Installing cPanel is easy, it's just a few command lines you can copy/paste, the install is more or less automated and will take 30-60 minutes depending on the server. You'll have a few setup questions once you login to WHM for the first time, but more than likely the defaults will be fine for you. I'd still advise you read every prompt and just be aware of what you're clicking on.

Root password can be changed via WHM or from the command line itself by simply using the 'passwd' command when logged in as root. Pretty simple.

I'd recommend CSF for the firewall. It's also heavily used, heavily documented. Installation is also a breeze: http://configserver.com/free/csf/install.txt I also like CSF because you can run the tool to check your server hardening and can toggle on detailed explanations and follow the instructions.

Unsure about DigitalOcean's setup, though I know it's KVM based. Setting the swappiness is also quite easy. IBM has good documentation here: http://pic.dhe.ibm.com/infocenter/lnxinfo/v3r0m0/index.jsp?topic=%2Fliaat%2Fliaattunsetswapiness.htm Should be noted you probably wouldn't have to worry about this and if you're using swap often you'll likely find that upgrading the actual RAM (or reducing usage) to be more beneficial to you.

Optimizing MySQL isn't as difficult as you may think. They make some pretty nifty tools to assist with this and guide you, the most popular of which would be MySQLtuner.pl (https://raw.githubusercontent.com/major/MySQLTuner-perl/master/mysqltuner.pl) There may also be some cPanel specific guides that exist too.

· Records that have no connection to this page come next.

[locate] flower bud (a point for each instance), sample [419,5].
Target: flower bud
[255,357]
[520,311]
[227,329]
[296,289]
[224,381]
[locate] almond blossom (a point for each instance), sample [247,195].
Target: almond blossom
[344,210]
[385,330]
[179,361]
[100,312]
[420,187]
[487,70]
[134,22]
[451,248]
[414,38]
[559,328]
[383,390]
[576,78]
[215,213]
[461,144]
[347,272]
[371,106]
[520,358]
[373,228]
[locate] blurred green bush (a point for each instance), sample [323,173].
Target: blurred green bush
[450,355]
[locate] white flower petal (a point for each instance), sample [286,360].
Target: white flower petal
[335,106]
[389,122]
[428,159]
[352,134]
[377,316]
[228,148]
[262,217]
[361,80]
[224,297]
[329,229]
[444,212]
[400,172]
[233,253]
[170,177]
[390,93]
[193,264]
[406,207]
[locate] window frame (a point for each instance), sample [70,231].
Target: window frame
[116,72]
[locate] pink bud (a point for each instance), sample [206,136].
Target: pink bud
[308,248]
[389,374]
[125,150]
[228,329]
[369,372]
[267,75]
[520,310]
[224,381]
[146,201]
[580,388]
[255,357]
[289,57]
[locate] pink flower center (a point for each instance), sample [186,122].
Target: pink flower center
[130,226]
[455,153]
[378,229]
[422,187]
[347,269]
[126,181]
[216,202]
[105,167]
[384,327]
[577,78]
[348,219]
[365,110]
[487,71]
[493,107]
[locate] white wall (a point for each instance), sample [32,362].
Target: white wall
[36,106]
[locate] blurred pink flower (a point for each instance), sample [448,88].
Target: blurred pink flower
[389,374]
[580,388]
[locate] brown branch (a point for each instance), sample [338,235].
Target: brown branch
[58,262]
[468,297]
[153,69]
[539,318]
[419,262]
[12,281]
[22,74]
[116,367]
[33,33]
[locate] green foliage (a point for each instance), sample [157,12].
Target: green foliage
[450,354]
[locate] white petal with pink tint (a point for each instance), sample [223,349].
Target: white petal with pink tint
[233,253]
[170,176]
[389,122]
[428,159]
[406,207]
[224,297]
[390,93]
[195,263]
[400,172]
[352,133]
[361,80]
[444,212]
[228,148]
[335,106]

If you're in North America, cPanel will mail you FREE reference posters, which may or may not be handy to you. I've some hanging on the wall but I find Googling easier than squinting my bad eyes at a glossy poster.


----------



## jenok (Apr 26, 2014)

Get nginx into your cpanel to boost a bit of your site performance


----------



## hayvan (Apr 26, 2014)

@ jenok

Can I use nginx with Apache? It's convenient for eCommerce system? I don't know how it's working principle but from i understand from the forum discussions, it is very good for static pages. 

@ Manndude,

Thank you very much for great answer. But honestly I already know what you explained above. I have created lots of droplets and destroyed them. Learnt many things with reading documents and trial-and-error. Actually I have asked what should I consider out of the list. I just need to find out indispensable things before transferring live site. Or can I use cPanel like plug-and-play style? 

I've really many questions  But I know I cannot learn all of them in a short time. I tested OpenCart on localhost via Xampp 1.8.3 and experienced the latest version of the cart is running on PHP 5.5.11, Apache 2.4.9 and MySQL 5.6.16 very smooth.

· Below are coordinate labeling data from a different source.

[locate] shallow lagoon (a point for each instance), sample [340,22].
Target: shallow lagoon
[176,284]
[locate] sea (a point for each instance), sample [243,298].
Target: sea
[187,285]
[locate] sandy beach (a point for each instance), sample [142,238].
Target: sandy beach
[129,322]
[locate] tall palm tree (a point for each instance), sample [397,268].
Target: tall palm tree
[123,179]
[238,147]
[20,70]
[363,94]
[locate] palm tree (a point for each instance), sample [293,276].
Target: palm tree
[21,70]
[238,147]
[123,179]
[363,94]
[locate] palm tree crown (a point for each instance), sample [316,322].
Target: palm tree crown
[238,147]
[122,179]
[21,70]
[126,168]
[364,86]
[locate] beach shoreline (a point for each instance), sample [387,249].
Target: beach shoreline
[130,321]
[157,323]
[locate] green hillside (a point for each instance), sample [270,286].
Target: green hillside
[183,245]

So upgrading things on Easyapache would be fine for me? Anyways, if you would like to make a to do list after installing cPanel on a server, what would it be? In other words, for secure and faster server, which things a newbie must do after making a fresh cPanel install?


----------



## jenok (Apr 26, 2014)

hayvan said:


> @ jenok
> 
> Can I use nginx with Apache? It's convenient for eCommerce system? I don't know how it's working principle but from i understand from the forum discussions, it is very good for static pages.

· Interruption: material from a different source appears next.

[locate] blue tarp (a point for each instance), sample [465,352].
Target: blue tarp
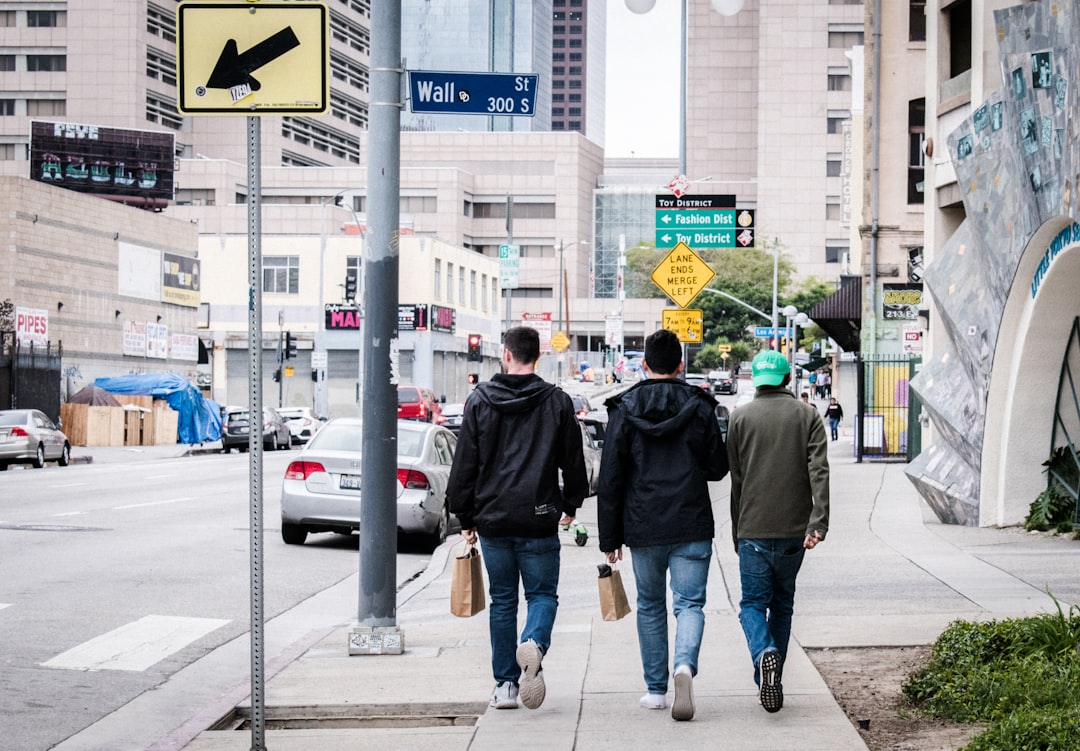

Yes, you can get nginx and apache works together for the eCommerce system, as I said in my previous reply it could be boost *a bit* of your site performance since you will have some portion of your site having static pages.


----------



## hayvan (Apr 26, 2014)

And I forgot to ask. What should I do for installing SSL on my user account? As I said before I will use only one site on the server. I have created a user with unlimited resources. But the IP seems shared instead of dedicated on the panel. Can I use this IP for SSL?


----------



## DomainBop (Apr 26, 2014)

> Well, I'm very new at setting and managing VPS. Basically I would like to use a 1 GB DO plan with CentOS 6.5 x 64 and cPanel. There will be one small scaled OpenCart based eCommerce site on the server.


cPanel uses a lot of RAM (and there is a monthly fee) and eCommerce scripts can also be resource hogs so you won't have much room for growth with a 1GB VPS if you install CPanel.  What I would suggest doing is using Centminmod (http://centminmod.com/ ) instead of CPanel.  Centminmod is a command line tool but has an easy to follow menu and it's very easy to setup a webserver with it. It also includes installs for APCcache/Xcache and memcached which will improve the performance of your store.  If you search google you'll find a ton of tutorials on adding nginx rewrite rules for Opencart so you won't need Apache.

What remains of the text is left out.